Training an AI Agent to play Atari Space Invaders.
An agent was trained using a Duelling DQN model, using an established model (IQN) as a Teacher during exploration. The agents where trained using Google Cloud Platforms (GCP) VertexAI and the final model was embedded into a website (currently unavailable) to play in real time while I presented the project to my cohort.
The Agents highest score achieved was 665, see below for a video of our agent playing Space Invaders.
A project by Lorcan Rae, Daniel Hawkins, Alberto Lopez Rueda and Alexander Gribius for Le Wagon Batch #900 in London.
Two model architecture's are used to train agents, Deep Q Networks (DQN) and Dueling Deep Q Networks (Dueling DQN). Q-Learning algoriths are based on state (s), action (a) and reward (r). With the goal to learn how much long term reward it will receive for each state (s), action (a) pair, and act to either maximise or minimise that reward.
Two DQN and Dueling DQN models are leveraged to stabilise the learning process. The main neural network is used to estimate the Q-values for the current state s and action a. The second neural network has the exact same architecture as the main network, but it is used to estimate the Q-values of the next state and action, s' and a' respectively, based on the current state. All learning is done in the main network, the target network is frozen and the weights are transferred from main to target at fixed intervals, usually 10,000 frames.
The Dueling DQN model differs in architecture from the DQN model by splitting the output, Q, into two separate parts, the value function V(s) and the advantage function A(s, a). The value function function tells us how much reward we will collect from a given state s, and the advantage function tells us how much better one action is compared to other actions. In splitting the layers out into value and advantage, states containing more importance to long term reward can be weighted more heavily.
Image extract from Wang, Ziyu, et al. “Dueling network architectures for deep reinforcement learning.” arXiv preprint arXiv:1511.06581 (2015)
All agents fell into local minima - resulting in Agents performing the same strategies repeatedly. I believe this is primarily due to not training for long enough.
Training was done on GCP VertexAI Virtual Machine in a Jupyter Notebook. Retrospectiveyl I personally don't think this was great, though I understand why our Le Wagon teachers pushed us in this direction to save time.
- This package requires using gym ver 0.21.x, a requirement of the PyTorch teacher model. A change to gyms source
code is required in
venv/versions/lib/python_version/site-packages/gym/wrappers/atari_preprocessing.pybecause of changes to numpy.

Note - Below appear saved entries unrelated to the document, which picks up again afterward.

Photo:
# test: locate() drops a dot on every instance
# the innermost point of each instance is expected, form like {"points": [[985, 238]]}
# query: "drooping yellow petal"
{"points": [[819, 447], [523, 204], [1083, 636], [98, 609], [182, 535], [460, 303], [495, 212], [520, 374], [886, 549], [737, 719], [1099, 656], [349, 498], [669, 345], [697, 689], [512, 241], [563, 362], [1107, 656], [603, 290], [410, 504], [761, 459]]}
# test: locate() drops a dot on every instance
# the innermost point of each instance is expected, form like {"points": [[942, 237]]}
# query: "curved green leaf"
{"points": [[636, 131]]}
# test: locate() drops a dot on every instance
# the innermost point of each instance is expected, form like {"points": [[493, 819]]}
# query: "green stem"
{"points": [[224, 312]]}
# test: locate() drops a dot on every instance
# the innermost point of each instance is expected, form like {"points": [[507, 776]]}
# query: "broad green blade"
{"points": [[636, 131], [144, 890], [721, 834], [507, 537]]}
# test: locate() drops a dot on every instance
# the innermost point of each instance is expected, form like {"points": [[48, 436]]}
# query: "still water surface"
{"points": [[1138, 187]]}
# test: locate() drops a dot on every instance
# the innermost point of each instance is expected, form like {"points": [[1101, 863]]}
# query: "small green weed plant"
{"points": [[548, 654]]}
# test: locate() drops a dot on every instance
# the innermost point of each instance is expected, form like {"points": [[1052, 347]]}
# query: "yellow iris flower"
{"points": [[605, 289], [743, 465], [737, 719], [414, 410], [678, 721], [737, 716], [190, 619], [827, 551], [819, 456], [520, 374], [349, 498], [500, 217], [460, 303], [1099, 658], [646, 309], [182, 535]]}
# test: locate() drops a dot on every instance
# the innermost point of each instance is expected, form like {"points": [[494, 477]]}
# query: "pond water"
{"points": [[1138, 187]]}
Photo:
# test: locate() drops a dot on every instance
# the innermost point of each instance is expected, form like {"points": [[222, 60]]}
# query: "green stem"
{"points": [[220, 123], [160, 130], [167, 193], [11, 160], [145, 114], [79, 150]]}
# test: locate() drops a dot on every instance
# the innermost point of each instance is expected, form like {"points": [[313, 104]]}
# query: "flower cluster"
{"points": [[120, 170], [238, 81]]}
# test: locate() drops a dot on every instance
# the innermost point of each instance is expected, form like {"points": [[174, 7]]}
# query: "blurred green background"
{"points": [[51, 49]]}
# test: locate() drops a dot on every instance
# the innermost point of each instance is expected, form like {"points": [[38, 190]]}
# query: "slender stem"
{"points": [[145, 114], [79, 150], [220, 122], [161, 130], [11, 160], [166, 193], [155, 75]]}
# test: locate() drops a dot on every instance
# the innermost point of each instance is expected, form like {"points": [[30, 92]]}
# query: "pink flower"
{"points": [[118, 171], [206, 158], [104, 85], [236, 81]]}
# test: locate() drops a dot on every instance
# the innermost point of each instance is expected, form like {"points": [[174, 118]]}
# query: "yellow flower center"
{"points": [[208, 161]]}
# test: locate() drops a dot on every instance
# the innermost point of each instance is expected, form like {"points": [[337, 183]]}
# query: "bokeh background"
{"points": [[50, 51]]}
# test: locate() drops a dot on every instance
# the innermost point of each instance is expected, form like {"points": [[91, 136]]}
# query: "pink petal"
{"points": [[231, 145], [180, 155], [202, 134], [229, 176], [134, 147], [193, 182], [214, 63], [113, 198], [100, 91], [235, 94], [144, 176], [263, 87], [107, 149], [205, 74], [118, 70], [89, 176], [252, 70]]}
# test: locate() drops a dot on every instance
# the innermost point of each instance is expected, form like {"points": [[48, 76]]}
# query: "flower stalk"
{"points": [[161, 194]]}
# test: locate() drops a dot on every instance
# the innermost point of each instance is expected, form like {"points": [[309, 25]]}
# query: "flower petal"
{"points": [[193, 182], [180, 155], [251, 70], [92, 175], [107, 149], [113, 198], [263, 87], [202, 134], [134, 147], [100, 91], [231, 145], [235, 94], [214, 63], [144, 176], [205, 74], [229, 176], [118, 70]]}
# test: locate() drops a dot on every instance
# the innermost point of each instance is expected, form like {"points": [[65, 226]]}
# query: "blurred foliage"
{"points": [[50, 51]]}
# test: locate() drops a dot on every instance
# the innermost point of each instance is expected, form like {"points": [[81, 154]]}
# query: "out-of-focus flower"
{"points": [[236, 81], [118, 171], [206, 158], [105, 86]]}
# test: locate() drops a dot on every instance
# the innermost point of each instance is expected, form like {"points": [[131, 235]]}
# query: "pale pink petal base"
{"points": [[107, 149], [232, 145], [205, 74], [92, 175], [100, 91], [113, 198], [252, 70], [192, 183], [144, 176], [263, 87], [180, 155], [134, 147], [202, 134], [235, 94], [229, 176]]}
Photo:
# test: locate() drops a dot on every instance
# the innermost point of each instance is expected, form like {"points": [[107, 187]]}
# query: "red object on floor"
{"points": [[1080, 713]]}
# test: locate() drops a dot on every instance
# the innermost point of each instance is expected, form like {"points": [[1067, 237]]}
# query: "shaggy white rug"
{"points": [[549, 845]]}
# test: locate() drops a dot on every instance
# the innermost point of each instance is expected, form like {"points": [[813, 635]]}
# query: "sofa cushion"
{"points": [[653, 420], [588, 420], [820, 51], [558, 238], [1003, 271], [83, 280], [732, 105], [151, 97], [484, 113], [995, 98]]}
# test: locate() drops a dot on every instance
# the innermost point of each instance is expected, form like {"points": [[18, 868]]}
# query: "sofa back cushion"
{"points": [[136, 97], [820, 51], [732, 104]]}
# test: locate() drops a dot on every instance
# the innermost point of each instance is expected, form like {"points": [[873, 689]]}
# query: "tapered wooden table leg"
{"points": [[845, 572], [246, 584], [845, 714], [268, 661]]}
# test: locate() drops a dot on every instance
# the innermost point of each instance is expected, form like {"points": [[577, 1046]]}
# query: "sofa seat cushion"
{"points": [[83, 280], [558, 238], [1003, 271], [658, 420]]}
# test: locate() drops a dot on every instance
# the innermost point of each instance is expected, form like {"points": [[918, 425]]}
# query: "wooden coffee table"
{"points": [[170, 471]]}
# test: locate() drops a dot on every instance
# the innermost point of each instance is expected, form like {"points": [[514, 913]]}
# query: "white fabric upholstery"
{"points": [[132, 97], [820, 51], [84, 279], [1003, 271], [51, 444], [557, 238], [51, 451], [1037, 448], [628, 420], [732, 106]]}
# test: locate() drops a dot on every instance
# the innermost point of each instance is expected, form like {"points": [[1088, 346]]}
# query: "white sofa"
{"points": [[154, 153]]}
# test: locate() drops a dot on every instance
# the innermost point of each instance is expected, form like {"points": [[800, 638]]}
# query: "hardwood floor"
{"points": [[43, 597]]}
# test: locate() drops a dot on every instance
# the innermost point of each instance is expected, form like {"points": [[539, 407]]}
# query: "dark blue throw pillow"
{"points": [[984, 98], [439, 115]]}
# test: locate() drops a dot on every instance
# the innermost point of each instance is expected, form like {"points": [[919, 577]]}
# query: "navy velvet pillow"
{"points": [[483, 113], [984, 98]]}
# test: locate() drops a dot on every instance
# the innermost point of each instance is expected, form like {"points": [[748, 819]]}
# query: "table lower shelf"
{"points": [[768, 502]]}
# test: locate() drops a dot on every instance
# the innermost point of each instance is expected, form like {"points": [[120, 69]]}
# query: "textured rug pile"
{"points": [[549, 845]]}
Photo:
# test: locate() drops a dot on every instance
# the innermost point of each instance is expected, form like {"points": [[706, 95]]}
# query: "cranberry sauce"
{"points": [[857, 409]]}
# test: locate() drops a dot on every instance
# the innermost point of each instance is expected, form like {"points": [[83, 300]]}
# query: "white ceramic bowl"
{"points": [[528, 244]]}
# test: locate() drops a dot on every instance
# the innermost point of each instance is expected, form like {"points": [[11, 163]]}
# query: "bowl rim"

self.env.unwrapped.np_random.randint(1, self.noop_max + 1)
# Needs to be changed to:
self.env.unwrapped.np_random.integers(1, self.noop_max + 1)- Time - the project was done in 8 days, reinforcement models take a non-trivial amount of time (and/or processing power) to train. All of our trained Agents appeared to fall into local minima.
- Content - Reinforcement Learning was outside of the scope of Le Wagon's syllabus, we learnt the subject matter and applied it in less than two weeks.
- Frame Stacking - there was an error in frame shape and stacking. As part of preprocessing
frames are scaled and greyscaled to a single colour channel resulting in a frame shape of
(84, 84, 1). To give the model a senses of temporality, four frames are stacked together, which should have resulted in an frame shape of(4, 84, 84, 1)then taking an element wise maximum of the four stacked frames as input to the model with shape(84, 84, 1). We could not get this working with our existing framework and didn't have time to adequately diagnose and remedy. - Dependency conflicts - the package used to simulate Atari, Gym, has conflicts with a number of other packages, primarily it can be touchy with TensorFlow and PyTorch. If any frame or video capture is required, Gym needs a renderer (like a graphics card), not conducive in a WSL development environment.
- TensorFlow and PyTorch - the DQN and Dueling DQN models where written using TensorFlow, the IQN teacher model was written in PyTorch. Ideally all models would have been developed using the same package.
- Incentive Structures - The only incentive structure agents where trained on was the default scoring system, i.e. 5 points for a first row alien, 10 points for a second row alien, up to 30 points for the sixth row aliens and 200 points for killing the mother-ship. We noticed that there was a number of agents that tried to kill the mother-ship to their own detriment. It would have been interesting to experiment with custom incentive structures to see the impact on the agents behaviour.
This project was written in Python using Numpy, TensorFlow, PyTorch. Models were trained on GCP VertexAI inside jupyter notebooks and the front end was created and deployed with Streamlit.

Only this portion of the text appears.